Numerous finds attest the widespread Roman influence in the territory, emerging in the towns of Lovere, Borno, Esine, Bienno, Losine and along the way of what is supposed to be the Roman route that linked Brescia with the Upper Valle Camonica, in particular remains of a road between Malonno and Edolo and remains of a bridge in Cividate Camuno and in Sonico.
Several epigraphs, wall structures, ruins of buildings and necropolis have been discovered, however the highest concentration is found in the area between Cividate and Breno.
The integration of the Camunian province took place extraordinarily quickly and thoroughly. Thanks to the acceptance of the new economic, social and religious order, the Camunians, from a semi-subjected condition, obtained the Roman citizenship around 49 c.e.
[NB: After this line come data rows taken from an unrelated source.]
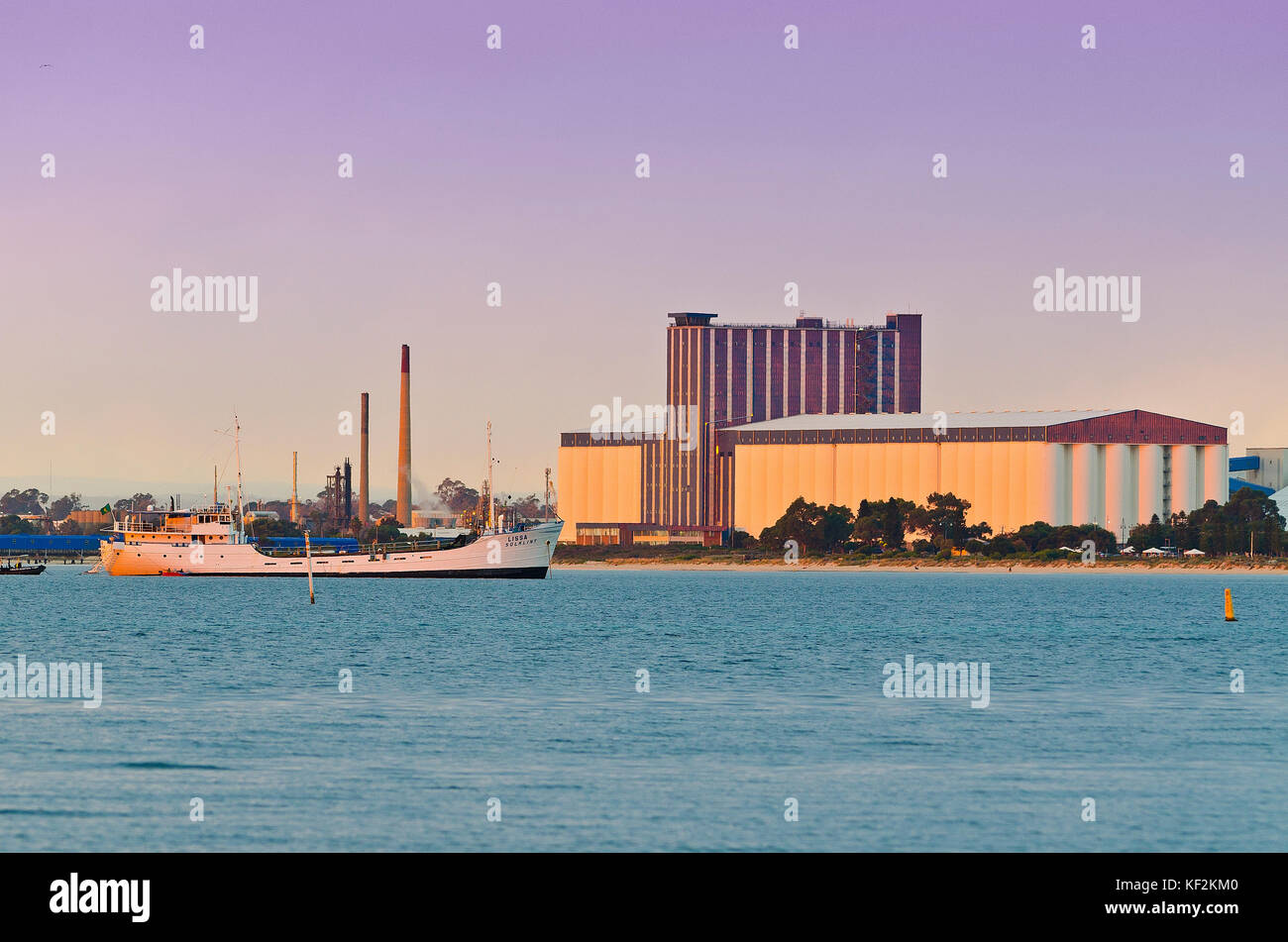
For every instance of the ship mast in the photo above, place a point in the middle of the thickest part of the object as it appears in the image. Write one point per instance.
(241, 514)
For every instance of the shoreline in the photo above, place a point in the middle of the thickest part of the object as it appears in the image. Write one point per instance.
(640, 565)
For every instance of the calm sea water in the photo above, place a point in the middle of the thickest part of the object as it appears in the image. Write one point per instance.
(764, 686)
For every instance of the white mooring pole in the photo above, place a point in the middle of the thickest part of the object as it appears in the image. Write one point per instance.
(308, 558)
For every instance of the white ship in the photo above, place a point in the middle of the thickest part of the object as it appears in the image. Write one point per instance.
(207, 542)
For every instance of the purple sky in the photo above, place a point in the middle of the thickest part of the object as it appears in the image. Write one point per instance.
(516, 166)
Cividate Camuno, by virtue of its privileged position with regard to communication routes, was elected capital, certifying their belonging to their own tribe, independent from Brescia and named Quirina and still today it preserves the distinguishing marks of that time. During the Roman rule the Valley became richer, new and safer trading routes were built, often improving pre-existing pathways, and in particular along the very important Valeriana Road, traffic increased between the Camunian peoples and the empire, a crucial moment for the development of this alpine territory. The Roman material retrieved by the various researches and diggings executed in the whole Valley has been collected in the National Archaeological Museum of Valle Camonica in Cividate Camuno established in 1983. Among the objects on display it is possible to see the polychromatic mosaics from the old Cividate spa, the statue of Athena found in the Minerva Shrine in Breno and the statue of a man, probably located in the forum, found in Cividate. Besides, the collection boasts clay materials, coins with epigraphs and architectural elements. Not to be missed also the nearby archaeological park with the remains of the amphitheatre and, a little farther, the Spinera Shrine, linked by an inviting bike and pedestrian pathway.